Luke Holland 

Can we play our way to a greener life?

Luke Holland: Guilt, fines and finger-wagging are not changing behaviour - but the 'gamification' of green education has shown results
  
  

eco action games: eco action bingo
Eco action Bingo - is fun the key to training ourselves to be greener? Photograph: Science Museum Photograph: Science Museum

I'm going to confess something: whenever I put water in the kettle to make myself a brew, I fill it up. Right to the brim. It makes each subsequent beverage quicker to make, negates any risk of a sleepy miscalculation leaving me with a half-filled mug of astounding strength, and I, like most, am a selfish slave to convenience.

I imagine most would confess to similar acts of "lazi-nience". Maybe separating your household's rubbish into its recyclable constituents is the single least appealing prospect in the world after work and a soul-wringing commute, so the lot's deposited wholesale, under veil of darkness, gently and guiltily into the Wheelie Bin. Or perhaps the bathroom's so cold in the morning that walking in there is like being slapped across the entire torso by a frozen flatfish, so you stick the shower on for five minutes to let the steam warm it up.

Most people are aware of the dire need to reduce greenhouse gas emissions and that these actions don't exactly help. But beyond a vague notion of what I should be doing and the mild guilt that arises when I do the opposite, there's no law stipulating I can't have a full kettle. It's my house. And yet I still feel guilty. But not guilty enough to stop filling my kettle.

Climate change consultant Paula Owen agrees that guilt isn't sufficient negative reinforcement to incite change. "We [society] have tried to guilt-trip people," she says. "We berate them for enjoying themselves." Somewhat accurately calling this the "misery message", Owen suggests it hasn't worked as it asks people to be "cold, miserable and badly dressed".

Her latest study, entitled Can we play our way to a more sustainable future?, posits that fun is the key to training ourselves to be greener. A clutch of classic games were repurposed to promote sustainable behaviour and over the past year were presented to hundreds of people attending numerous events. Top Trumps, Snakes and Ladders, Bingo and Play Your Cards Right all received the treatment, with the benefits of small changes – turning a thermostat down a degree, switching the light off when leaving a room – conveyed though the mechanics of each game.

In questionnaires carried out months later, the average number of positive behaviours learned and actually upheld in daily life was a fairly impressive four. To put this in context, this equals a 500kg per year carbon reduction per participant. Rippled out into the millions, the effects could be sizeable. This isn't even mentioning the effects on those who may be encountering this information for the first time.
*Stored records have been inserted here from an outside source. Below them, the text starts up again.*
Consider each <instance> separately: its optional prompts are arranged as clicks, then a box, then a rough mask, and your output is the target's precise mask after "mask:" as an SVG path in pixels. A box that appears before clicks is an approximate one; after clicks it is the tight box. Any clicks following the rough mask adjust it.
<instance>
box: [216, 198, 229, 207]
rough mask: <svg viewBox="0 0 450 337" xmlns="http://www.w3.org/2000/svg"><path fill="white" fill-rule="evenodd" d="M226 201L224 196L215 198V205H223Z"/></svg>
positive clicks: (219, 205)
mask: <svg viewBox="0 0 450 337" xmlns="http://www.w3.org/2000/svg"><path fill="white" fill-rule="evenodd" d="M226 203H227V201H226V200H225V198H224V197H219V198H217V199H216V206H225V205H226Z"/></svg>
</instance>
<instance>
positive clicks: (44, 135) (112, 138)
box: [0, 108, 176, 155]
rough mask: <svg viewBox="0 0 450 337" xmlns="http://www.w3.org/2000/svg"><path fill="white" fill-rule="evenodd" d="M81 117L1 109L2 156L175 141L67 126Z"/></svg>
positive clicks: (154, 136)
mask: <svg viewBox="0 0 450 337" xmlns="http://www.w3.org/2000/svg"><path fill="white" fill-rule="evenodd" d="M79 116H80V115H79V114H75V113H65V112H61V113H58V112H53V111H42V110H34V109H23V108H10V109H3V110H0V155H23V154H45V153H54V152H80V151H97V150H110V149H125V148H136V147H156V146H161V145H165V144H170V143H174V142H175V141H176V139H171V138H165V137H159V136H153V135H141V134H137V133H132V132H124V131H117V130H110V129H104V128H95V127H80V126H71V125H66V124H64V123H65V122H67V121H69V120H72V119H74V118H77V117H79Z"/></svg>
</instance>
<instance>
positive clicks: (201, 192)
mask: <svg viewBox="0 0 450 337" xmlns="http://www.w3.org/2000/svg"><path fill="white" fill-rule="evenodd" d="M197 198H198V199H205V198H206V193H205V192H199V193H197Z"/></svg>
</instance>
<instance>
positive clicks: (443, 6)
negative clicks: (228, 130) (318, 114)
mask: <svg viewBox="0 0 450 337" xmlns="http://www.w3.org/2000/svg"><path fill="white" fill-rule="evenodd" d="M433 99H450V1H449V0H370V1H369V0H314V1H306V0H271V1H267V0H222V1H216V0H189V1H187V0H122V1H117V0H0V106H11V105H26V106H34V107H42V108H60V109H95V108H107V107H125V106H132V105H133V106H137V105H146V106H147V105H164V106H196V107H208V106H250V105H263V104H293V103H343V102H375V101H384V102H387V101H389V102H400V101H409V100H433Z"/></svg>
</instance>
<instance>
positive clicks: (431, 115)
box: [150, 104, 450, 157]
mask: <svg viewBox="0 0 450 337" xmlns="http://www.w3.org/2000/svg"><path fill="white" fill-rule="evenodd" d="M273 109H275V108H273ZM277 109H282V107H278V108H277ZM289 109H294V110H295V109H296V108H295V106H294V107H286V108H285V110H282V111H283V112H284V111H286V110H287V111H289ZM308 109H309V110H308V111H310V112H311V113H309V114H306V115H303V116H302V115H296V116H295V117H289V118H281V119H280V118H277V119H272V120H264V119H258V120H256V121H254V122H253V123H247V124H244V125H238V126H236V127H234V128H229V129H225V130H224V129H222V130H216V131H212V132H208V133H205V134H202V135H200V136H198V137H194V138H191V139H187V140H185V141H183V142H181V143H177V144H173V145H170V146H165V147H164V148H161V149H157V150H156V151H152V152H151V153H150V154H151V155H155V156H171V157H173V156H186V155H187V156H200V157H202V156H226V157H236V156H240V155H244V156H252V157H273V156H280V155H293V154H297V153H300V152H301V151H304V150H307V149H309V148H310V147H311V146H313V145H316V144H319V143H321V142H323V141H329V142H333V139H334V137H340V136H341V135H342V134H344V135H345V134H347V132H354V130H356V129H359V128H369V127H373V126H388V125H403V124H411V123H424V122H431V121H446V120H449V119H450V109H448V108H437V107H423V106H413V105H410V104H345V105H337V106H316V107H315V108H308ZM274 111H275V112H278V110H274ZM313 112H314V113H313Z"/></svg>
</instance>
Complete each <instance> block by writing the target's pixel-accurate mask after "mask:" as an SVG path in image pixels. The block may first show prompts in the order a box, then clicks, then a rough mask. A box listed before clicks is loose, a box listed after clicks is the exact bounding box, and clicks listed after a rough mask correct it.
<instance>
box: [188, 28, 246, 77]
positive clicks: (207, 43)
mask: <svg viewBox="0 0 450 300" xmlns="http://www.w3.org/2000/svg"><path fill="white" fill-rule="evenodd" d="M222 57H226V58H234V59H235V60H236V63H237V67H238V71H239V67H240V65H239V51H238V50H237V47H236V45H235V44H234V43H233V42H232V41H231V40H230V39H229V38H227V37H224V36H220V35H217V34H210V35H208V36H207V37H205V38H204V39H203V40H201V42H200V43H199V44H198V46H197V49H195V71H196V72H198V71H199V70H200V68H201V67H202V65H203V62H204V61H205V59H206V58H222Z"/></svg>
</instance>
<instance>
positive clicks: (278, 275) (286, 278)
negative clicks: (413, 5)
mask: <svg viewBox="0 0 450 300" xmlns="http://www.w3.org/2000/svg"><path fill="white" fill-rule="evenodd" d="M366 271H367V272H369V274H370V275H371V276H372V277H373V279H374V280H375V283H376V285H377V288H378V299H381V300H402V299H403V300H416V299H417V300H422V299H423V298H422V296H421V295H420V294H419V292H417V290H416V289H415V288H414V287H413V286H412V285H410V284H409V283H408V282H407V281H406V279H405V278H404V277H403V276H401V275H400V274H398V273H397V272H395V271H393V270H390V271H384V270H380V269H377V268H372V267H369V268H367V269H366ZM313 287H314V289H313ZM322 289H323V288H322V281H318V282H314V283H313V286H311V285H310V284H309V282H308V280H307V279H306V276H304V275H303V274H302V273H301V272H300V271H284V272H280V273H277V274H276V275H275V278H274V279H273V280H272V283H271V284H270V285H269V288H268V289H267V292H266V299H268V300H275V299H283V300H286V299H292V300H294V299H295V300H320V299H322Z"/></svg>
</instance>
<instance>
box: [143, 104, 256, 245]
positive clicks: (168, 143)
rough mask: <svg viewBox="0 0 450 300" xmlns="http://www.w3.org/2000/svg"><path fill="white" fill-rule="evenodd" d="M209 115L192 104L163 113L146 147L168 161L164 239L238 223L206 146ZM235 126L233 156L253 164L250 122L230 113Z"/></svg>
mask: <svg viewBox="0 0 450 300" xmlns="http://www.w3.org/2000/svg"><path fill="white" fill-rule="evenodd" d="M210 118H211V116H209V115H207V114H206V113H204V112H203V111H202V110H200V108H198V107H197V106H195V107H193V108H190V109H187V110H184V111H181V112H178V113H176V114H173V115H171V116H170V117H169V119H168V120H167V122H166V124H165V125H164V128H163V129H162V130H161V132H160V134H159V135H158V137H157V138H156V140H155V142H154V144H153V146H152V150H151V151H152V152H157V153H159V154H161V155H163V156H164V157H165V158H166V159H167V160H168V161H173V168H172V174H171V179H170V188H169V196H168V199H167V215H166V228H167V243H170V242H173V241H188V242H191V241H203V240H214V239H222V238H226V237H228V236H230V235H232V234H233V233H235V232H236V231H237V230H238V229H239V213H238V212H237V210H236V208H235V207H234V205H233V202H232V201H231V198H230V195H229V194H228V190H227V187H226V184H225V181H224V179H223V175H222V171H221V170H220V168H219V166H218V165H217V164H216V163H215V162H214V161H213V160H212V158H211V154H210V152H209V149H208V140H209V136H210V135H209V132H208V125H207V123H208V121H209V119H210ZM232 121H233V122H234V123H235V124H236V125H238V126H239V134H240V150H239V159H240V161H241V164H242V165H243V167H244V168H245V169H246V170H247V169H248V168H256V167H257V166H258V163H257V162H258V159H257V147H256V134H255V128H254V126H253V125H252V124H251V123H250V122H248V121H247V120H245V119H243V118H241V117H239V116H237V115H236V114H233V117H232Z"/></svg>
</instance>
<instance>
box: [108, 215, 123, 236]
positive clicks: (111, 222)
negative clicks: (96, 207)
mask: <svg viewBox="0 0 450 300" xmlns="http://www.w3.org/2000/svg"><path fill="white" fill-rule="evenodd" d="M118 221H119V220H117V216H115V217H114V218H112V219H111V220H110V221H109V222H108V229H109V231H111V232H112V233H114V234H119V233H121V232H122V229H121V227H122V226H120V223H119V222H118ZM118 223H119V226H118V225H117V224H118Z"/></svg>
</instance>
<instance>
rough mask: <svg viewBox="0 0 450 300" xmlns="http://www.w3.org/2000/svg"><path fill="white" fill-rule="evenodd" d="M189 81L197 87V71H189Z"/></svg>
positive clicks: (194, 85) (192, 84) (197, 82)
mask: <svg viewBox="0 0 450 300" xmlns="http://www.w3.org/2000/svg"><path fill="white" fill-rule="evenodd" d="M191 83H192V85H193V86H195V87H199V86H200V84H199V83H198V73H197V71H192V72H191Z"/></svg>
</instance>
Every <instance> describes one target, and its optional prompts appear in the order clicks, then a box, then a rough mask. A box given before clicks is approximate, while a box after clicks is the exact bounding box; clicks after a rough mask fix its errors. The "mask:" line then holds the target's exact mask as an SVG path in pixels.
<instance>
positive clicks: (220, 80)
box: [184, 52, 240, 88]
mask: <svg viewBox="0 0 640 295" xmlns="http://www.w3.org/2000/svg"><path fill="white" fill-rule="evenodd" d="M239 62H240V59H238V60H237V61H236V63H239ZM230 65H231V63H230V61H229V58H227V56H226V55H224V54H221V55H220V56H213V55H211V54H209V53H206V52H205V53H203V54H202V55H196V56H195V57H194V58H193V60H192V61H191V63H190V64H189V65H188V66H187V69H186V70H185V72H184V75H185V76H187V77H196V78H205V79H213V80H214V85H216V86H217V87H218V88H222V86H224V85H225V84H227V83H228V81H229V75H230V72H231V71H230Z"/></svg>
Owen appears to be on to something – so much so that she intends to release an Eco Action Trump game app in time for Christmas.

The "gamification" of green education may grate with some as being insultingly patronising (with, and sorry, some rubbish games), but let's look at the alternatives. General finger-wagging is ineffectual, as it guilt, so they're out. Sustainability could be enforced punitively – the route-one approach when trying to enact mass changes in behaviour – perhaps meaning that households had a limit on the number of kilowatt hours to which they were entitled per year and were issued fines for exceeding this. Most would soon find ways of keeping within their allowance. This would of course come with the slight drawback of making life almost completely miserable, but it would probably work in principle. So let's call it plan B.

Another possible strategem is the creation of a green stigma: if any thoughtless profligate whose washing machine was set a single degree above 30 was judged to be an idiot and disgraced by society, then change may, slowly, find purchase. But this wouldn't work either, because it's stupid. And, finally, we have the remaining option of the apocalypse.

So I'll be giving Owen's app a go. Yes, it may suggest that we're only imprintable with positive behaviours if we're tricked and conditioned, like children, or dogs, but it does appear to be effective. And, hey, an afternoon playing Recyclo-Boggle or something might be a laugh. Maybe.

But if the only alternatives are heavy fines, societal ostracism, perennial feelings guilt or the end of the world, then I can take being treated like a feckless buffoon. It's cheaper, easier, and brilliantly kettle-guilt free.